Hundetraining in Mittelfranken: Corona macht einen Strich durch die Rechnung

25.4.2021, 17:21 Uhr
Hundetrainerin Nicoletta Reina mit ihren beiden Hündinnen Lilly und Luna.

Hundetrainerin Nicoletta Reina mit ihren beiden Hündinnen Lilly und Luna. © Nicoletta Reina

Im ersten Lockdown im Frühjahr 2020 durfte Nicoletta Reina weiterhin und unter Auflagen ihre Hundeschule betreiben. Im Laufe der Monate spitzte sich die Lage immer weiter zu, die Regelungen, Auflagen und Richtlinien änderten sich rasant. Zum zweiten Lockdown kam dann plötzlich die Nachricht: "Hundetraining darf ab sofort nicht mehr stattfinden", erinnert sich die Weißenburgerin. Für sie bedeutete das, alle bereits geplanten Termine für die kommenden Wochen abzusagen und den Kunden und Kundinnen gleichzeitig keine genaueren Informationen geben zu können, da sie selbst keine hatte.

Das Hundetraining ist inzidenzgebunden untersagt. Bei einer Inzidenz von unter 100 wäre ein Training möglich, doch der Wert liegt seit Längerem über der 100er-Marke. Kurzzeitig war es erlaubt, den Hund abzuholen, ihn zu trainieren und dann wieder zum Halter oder zur Halterin zu bringen. Aber "zielführendes Hundetraining schult Hund und Halter", so Reina.

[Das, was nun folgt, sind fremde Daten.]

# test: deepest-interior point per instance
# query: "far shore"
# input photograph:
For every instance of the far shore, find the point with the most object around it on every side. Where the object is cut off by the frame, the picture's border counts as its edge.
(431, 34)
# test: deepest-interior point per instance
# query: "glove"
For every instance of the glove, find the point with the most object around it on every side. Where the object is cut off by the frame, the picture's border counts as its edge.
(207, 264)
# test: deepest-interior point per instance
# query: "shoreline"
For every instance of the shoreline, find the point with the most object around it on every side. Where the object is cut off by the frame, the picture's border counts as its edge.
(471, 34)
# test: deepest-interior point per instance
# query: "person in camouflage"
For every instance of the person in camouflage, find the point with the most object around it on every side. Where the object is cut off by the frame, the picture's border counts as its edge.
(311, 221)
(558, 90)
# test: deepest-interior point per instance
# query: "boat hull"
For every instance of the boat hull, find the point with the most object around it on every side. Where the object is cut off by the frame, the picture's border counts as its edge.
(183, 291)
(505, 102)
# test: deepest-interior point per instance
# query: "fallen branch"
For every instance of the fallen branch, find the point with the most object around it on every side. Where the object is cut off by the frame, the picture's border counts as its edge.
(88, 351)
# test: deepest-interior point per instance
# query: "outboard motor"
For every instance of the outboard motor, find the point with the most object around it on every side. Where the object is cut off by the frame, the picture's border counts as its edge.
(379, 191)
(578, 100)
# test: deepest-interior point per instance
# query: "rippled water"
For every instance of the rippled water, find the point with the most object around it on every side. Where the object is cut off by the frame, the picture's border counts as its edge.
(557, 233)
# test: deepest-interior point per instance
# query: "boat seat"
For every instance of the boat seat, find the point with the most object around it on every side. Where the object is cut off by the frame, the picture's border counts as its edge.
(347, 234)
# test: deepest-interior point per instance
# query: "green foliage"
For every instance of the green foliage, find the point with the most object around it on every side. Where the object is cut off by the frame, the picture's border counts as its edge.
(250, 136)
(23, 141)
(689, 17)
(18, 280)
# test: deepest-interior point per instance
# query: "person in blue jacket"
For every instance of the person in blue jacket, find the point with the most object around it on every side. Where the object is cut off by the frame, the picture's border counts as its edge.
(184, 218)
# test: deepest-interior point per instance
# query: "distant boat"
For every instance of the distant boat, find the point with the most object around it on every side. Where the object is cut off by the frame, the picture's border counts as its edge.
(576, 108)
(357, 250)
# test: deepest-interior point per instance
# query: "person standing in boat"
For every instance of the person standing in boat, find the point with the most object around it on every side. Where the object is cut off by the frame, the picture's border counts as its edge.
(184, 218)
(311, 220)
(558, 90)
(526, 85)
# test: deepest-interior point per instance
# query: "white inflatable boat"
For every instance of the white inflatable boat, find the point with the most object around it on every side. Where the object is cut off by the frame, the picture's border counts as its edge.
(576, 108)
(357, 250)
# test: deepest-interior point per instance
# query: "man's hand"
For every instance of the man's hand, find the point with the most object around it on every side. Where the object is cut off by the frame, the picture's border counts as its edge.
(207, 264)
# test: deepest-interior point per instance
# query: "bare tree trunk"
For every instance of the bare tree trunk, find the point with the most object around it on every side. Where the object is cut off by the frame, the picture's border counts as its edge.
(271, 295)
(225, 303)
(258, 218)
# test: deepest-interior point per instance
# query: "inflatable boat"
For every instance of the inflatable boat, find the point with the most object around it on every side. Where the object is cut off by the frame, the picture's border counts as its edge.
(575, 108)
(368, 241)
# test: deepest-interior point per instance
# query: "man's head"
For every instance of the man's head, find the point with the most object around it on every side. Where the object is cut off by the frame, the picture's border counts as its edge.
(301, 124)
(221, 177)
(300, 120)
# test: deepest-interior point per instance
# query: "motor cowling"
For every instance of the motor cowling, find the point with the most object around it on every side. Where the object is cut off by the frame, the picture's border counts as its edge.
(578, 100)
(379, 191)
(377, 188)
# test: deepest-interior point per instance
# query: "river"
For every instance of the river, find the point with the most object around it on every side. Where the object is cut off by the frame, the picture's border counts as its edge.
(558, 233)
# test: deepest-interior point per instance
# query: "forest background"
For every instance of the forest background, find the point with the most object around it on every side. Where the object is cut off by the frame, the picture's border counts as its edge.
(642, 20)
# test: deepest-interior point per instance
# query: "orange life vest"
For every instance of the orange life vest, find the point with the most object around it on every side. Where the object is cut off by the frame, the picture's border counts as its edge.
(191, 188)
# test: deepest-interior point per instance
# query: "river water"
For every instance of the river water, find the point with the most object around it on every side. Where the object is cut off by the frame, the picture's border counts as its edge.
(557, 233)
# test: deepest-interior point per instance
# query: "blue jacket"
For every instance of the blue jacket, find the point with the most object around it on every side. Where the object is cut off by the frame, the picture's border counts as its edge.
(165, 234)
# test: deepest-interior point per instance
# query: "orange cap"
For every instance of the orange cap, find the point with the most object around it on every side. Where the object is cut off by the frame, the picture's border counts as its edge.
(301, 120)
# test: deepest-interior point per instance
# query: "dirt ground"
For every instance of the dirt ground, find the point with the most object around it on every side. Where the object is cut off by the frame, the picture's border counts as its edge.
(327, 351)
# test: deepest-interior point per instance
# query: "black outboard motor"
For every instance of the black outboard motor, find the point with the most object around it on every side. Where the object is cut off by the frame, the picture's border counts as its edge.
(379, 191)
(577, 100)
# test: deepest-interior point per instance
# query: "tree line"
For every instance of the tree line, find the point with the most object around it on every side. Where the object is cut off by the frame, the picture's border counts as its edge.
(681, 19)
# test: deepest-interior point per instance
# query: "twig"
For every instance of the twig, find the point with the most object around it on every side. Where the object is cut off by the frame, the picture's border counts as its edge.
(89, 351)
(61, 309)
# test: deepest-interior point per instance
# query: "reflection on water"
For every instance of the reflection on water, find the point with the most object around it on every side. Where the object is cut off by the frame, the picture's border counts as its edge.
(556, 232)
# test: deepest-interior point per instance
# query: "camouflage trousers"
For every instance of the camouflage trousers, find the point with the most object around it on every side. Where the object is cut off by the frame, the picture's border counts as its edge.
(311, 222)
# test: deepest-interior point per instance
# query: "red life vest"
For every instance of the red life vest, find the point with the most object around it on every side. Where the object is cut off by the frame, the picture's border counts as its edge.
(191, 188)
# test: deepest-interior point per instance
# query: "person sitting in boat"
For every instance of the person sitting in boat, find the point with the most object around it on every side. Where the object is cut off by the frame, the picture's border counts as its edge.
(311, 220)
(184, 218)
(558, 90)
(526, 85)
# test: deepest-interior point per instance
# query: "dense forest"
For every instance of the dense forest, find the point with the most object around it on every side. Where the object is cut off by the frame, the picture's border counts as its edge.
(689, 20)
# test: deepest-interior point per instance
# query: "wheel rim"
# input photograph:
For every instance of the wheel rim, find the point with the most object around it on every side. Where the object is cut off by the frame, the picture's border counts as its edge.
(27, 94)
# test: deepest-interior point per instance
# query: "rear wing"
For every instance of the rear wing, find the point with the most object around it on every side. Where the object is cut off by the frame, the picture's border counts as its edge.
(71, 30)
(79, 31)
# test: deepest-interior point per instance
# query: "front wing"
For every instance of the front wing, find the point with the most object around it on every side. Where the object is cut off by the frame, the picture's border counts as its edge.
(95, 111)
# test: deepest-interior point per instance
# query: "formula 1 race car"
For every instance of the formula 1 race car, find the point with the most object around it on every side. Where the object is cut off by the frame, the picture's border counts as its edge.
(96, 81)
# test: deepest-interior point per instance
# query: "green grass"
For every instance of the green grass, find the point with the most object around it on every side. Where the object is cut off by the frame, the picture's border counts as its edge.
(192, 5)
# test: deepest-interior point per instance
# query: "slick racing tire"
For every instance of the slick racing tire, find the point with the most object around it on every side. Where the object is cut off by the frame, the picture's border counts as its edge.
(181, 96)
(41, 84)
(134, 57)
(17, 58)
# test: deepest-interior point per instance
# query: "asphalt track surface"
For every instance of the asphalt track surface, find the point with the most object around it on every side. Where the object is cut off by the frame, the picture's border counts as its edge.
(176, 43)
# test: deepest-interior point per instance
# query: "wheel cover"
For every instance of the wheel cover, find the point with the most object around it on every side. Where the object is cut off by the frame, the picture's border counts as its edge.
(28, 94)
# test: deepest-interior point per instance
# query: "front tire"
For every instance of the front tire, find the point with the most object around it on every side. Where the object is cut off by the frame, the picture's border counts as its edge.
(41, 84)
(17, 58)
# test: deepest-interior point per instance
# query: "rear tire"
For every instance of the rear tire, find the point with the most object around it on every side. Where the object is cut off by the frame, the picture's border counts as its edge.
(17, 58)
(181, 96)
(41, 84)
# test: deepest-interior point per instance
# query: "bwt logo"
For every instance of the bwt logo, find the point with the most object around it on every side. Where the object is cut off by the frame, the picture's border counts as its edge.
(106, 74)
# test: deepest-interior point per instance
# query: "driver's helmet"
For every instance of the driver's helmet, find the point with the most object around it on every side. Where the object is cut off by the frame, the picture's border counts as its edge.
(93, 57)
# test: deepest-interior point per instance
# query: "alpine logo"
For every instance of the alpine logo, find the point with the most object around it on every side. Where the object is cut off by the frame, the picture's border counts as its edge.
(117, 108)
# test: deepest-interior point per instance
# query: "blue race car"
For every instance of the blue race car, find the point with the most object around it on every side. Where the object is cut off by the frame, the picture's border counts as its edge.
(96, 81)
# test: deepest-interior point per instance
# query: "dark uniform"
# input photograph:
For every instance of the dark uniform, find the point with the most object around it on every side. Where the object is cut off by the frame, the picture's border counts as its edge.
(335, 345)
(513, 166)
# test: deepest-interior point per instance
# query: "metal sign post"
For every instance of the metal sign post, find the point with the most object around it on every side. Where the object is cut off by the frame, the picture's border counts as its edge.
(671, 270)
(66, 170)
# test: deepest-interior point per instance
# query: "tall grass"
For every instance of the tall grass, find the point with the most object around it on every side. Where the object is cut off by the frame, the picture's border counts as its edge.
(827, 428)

Assistenzhunde in der Ausbildung

Gerade bei der Assistenzhundeausbildung kommt es darauf an, bereits in der Prägephase intensiv mit dem Hund und dessen Besitzer oder Besitzerin zu arbeiten. "Die Prägephase ist mitunter eine der wichtigsten Phasen, um die Weichen für eine erfolgreiche Ausbildung zu setzen", so die Hundetrainerin. Viele ihrer Kunden und Kundinnen seien auf ihren Hund angewiesen. Ohne die passende Ausbildung kann der Assistenzhund zusammen mit seinem Halter oder seiner Halterin nicht ausreichend geschult werden.

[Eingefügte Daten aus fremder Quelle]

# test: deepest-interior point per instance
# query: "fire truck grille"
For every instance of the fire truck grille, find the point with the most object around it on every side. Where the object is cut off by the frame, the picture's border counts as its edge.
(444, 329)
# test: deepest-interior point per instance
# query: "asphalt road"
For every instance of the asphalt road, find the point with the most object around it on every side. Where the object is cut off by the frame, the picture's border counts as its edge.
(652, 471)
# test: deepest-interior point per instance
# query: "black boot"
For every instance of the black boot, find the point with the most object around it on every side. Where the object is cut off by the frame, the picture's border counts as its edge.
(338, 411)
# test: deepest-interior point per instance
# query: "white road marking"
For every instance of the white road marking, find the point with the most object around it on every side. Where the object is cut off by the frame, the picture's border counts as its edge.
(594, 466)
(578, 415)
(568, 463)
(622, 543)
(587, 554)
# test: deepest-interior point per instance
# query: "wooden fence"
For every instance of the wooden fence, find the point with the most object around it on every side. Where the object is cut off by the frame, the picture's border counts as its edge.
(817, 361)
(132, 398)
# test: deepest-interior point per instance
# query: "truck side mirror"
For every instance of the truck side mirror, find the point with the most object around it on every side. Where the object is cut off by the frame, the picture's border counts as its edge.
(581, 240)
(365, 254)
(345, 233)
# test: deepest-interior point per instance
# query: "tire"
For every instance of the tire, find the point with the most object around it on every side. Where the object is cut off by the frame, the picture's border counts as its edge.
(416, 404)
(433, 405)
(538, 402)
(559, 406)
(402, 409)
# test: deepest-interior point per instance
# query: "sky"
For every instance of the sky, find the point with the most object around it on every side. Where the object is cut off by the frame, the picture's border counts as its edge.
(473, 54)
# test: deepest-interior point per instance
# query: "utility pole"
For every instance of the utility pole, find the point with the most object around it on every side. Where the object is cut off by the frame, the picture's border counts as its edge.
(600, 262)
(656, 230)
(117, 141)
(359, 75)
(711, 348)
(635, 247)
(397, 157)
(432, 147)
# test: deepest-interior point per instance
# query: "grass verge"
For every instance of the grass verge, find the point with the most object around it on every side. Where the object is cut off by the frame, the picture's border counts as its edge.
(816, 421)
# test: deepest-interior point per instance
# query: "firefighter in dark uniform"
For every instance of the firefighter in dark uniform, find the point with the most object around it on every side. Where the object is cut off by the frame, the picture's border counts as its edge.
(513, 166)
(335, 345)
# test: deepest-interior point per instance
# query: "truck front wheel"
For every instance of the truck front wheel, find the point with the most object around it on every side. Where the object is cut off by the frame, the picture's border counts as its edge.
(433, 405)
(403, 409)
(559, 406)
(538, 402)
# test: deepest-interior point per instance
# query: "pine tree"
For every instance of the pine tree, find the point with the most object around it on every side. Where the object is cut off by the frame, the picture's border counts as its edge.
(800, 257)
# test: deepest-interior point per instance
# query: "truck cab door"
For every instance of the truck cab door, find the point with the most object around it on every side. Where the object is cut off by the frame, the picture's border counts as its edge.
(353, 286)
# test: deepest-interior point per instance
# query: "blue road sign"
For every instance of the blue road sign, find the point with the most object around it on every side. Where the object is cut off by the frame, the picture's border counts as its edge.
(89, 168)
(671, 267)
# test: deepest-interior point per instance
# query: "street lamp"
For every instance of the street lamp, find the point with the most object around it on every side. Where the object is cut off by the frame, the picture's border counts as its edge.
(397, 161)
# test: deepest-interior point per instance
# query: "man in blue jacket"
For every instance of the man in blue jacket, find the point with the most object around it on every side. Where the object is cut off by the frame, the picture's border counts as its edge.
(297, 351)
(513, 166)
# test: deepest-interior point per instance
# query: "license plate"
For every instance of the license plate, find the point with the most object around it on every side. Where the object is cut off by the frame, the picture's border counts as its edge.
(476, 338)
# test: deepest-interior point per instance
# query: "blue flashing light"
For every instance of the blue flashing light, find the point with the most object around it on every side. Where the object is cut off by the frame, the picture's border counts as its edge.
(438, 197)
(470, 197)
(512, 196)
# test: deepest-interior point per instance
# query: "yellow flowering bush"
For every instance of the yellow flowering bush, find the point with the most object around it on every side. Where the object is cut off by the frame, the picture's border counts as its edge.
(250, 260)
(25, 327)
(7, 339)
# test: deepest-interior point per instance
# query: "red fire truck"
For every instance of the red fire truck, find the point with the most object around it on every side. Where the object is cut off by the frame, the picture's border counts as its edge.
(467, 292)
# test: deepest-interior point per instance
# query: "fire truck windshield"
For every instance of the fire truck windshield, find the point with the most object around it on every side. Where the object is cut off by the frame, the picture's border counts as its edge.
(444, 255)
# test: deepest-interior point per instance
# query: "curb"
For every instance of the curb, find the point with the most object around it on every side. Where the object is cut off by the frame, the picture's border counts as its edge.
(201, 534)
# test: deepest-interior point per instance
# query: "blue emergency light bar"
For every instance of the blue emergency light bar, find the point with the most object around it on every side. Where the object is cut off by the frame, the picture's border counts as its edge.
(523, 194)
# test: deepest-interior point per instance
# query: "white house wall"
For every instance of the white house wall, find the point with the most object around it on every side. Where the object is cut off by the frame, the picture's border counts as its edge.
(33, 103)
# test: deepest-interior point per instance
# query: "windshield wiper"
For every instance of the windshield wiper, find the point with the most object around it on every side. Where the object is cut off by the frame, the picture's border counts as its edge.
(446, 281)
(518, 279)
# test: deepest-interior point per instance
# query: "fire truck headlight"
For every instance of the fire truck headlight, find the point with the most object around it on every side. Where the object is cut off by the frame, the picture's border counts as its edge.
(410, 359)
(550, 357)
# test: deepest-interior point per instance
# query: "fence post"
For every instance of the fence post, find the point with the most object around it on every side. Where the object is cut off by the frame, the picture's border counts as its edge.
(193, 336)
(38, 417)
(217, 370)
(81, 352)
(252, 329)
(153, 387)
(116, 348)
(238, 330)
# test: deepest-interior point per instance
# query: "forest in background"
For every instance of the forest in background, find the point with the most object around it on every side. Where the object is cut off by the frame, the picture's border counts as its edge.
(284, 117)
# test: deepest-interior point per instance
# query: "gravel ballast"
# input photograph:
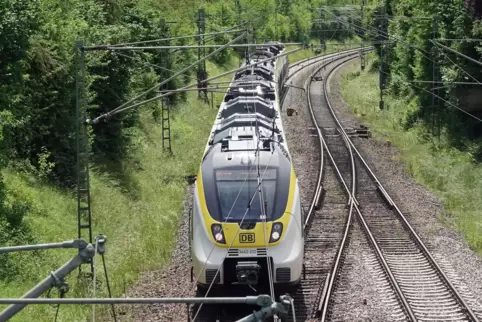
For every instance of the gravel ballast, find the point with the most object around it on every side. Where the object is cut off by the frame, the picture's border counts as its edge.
(421, 207)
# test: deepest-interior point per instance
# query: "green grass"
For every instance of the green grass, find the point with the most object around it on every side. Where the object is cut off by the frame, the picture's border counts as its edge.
(140, 226)
(447, 172)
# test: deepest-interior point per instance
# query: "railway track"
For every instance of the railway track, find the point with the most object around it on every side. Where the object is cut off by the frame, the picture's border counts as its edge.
(318, 235)
(420, 290)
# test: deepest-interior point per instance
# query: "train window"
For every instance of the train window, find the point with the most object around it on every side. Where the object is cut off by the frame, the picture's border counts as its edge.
(234, 195)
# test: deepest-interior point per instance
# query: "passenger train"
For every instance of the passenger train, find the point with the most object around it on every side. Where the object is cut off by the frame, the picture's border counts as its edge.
(247, 217)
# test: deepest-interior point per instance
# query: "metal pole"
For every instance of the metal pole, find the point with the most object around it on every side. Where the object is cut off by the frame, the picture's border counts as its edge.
(84, 256)
(435, 76)
(457, 53)
(362, 54)
(382, 60)
(79, 243)
(250, 300)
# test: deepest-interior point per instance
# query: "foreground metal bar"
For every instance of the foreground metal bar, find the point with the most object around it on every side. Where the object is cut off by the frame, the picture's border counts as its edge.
(250, 300)
(54, 279)
(79, 243)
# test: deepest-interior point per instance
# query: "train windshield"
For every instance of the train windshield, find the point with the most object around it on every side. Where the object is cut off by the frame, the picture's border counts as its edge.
(235, 190)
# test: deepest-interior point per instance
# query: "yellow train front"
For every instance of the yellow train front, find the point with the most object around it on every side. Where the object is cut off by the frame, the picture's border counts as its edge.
(247, 218)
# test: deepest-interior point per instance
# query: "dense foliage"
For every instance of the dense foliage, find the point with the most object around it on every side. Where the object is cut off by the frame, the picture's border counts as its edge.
(38, 80)
(411, 59)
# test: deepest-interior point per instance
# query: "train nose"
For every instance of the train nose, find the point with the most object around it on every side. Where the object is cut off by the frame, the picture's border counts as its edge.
(247, 272)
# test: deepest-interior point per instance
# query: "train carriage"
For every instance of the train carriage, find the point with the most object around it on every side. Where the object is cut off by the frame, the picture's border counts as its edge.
(247, 218)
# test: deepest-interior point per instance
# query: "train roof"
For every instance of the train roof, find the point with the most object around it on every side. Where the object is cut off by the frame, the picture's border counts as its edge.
(248, 118)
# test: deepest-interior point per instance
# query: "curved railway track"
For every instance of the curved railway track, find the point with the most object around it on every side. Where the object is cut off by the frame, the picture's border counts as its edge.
(351, 207)
(318, 235)
(423, 291)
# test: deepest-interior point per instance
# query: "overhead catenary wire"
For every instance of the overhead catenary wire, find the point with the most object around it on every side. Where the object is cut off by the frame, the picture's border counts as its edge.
(379, 31)
(100, 47)
(125, 108)
(232, 241)
(456, 52)
(441, 98)
(256, 161)
(197, 46)
(97, 119)
(435, 43)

Assistenzhunde sind für ihre Halter und Halterinnen viel mehr als nur ein treuer Begleiter. "Assistenzhunde sind unsere Helfer auf vier Pfoten und Hilfsmittel mit Leib und Seele. Sie sind für Menschen mit psychischen oder physischen Beeinträchtigungen unerlässlich, um an einem Leben in der Gesellschaft selbstbestimmt und unabhängig teilhaben zu können. Sie finden ihren Einsatz als Behindertenbegleit-, Besuch- oder Therapiehund", heißt es auf der Webseite von natural-dogs, die Hundeschule von Reina. Dabei werden Assistenzhunde - im Gegensatz zu Blindenhunden - noch nicht als medizinisch notwendig eingestuft. Allerdings sieht die Hundetrainerin hier einen beginnenden Wandel und setzt die Hoffnung darauf, dass Assistenzhunde ins Hilfsmittelverzeichnis aufgenommen werden: "Es ist zumindest Bewegung in den gesetzlichen Regelungen von Assistenzhunden."

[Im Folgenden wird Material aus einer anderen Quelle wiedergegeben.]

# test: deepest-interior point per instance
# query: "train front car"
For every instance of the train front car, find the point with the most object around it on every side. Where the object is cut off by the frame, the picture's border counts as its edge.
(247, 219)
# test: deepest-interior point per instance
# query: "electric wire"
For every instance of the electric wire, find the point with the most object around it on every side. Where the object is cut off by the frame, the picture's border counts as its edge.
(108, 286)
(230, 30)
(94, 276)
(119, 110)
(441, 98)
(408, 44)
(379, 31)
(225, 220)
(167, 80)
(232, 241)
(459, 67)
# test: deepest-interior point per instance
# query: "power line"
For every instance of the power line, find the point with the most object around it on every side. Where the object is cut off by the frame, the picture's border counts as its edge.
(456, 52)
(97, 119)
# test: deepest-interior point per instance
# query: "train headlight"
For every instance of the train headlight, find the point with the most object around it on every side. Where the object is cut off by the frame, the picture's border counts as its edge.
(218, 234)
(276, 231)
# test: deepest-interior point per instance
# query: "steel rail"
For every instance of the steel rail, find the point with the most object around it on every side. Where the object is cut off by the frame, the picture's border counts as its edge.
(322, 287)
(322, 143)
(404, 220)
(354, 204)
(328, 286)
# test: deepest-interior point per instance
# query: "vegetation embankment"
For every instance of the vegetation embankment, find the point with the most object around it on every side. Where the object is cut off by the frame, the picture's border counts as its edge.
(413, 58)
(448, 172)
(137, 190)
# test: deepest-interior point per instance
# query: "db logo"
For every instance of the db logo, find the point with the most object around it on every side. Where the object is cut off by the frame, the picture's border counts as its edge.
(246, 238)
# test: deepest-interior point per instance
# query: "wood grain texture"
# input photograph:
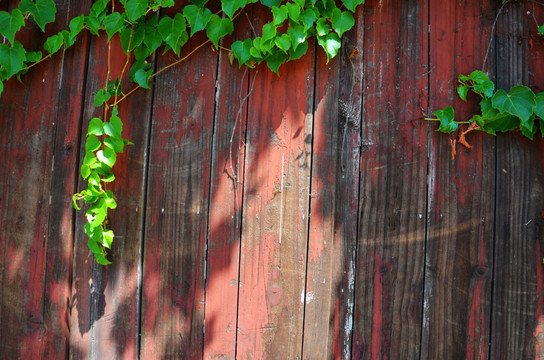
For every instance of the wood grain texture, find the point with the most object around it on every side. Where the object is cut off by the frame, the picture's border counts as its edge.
(518, 289)
(35, 236)
(461, 193)
(226, 192)
(389, 278)
(105, 306)
(328, 321)
(177, 207)
(276, 190)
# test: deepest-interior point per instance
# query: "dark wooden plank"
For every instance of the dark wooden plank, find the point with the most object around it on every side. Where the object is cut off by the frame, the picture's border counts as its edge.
(36, 177)
(225, 222)
(389, 280)
(328, 319)
(460, 224)
(517, 331)
(105, 305)
(275, 213)
(177, 210)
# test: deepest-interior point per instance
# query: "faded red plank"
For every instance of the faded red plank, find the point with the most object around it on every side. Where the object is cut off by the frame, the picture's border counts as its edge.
(460, 224)
(518, 320)
(389, 280)
(225, 222)
(105, 298)
(177, 206)
(328, 319)
(276, 190)
(33, 133)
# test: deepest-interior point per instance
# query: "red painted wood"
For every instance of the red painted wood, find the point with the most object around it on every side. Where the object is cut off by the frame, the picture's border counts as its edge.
(329, 302)
(276, 190)
(105, 298)
(460, 226)
(177, 207)
(389, 278)
(225, 222)
(35, 236)
(517, 297)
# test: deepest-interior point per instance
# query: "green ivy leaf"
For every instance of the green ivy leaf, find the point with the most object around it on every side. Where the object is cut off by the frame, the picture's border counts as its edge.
(341, 21)
(447, 119)
(173, 32)
(12, 58)
(10, 24)
(519, 102)
(242, 50)
(113, 23)
(197, 17)
(96, 126)
(330, 43)
(53, 43)
(217, 28)
(275, 60)
(230, 6)
(43, 11)
(135, 9)
(351, 5)
(92, 143)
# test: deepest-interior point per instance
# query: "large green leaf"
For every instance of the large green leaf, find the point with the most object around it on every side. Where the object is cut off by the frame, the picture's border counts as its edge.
(10, 24)
(43, 11)
(12, 58)
(218, 27)
(135, 9)
(519, 102)
(197, 17)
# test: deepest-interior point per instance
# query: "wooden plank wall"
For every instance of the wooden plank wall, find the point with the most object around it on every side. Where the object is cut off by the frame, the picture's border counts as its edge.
(312, 215)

Wenn nur ein Hund helfen kann


Nicoletta Reina bietet in ihrer Hundeschule in Weißenburg fast ausschließlich Einzeltrainings an, egal, ob es ein Familienhund oder ein Assistenzhund ist. Hygienestandards wären also leicht einzuhalten: Die Trainings sind an der frischen Luft, das Tragen einer FFP2-Maske und der Mindestabstand stellen kein Problem dar und auch ein negatives Schnelltestergebnis könnte vorgelegt werden.

"Es ist einfach nicht nachvollziehbar", sagt die Hundetrainerin. Die Enttäuschung über die vergangenen Monate sind ihr anzuhören. Anfang April stellt Reina dann einen Antrag auf Sondergenehmigung für die weitere Ausbildung der notwendigen Assistenzhunde. Für diesen Antrag gibt es aber nicht etwa ein Formular, das auszufüllen ist. Der bürokratische Aufwand, einen solchen Antrag aufzusetzen, sollte nicht unterschätzt werden. Dennoch – nach etwa 14 Tagen kam dann die erleichternde Nachricht: Nicoletta Reina darf unter strikten Hygienestandards wieder arbeiten. "Die Freude bei den Teams und mir ist riesig", sagt die Hundetrainerin. Zumindest Assistenzhunde darf sie nun wieder trainieren.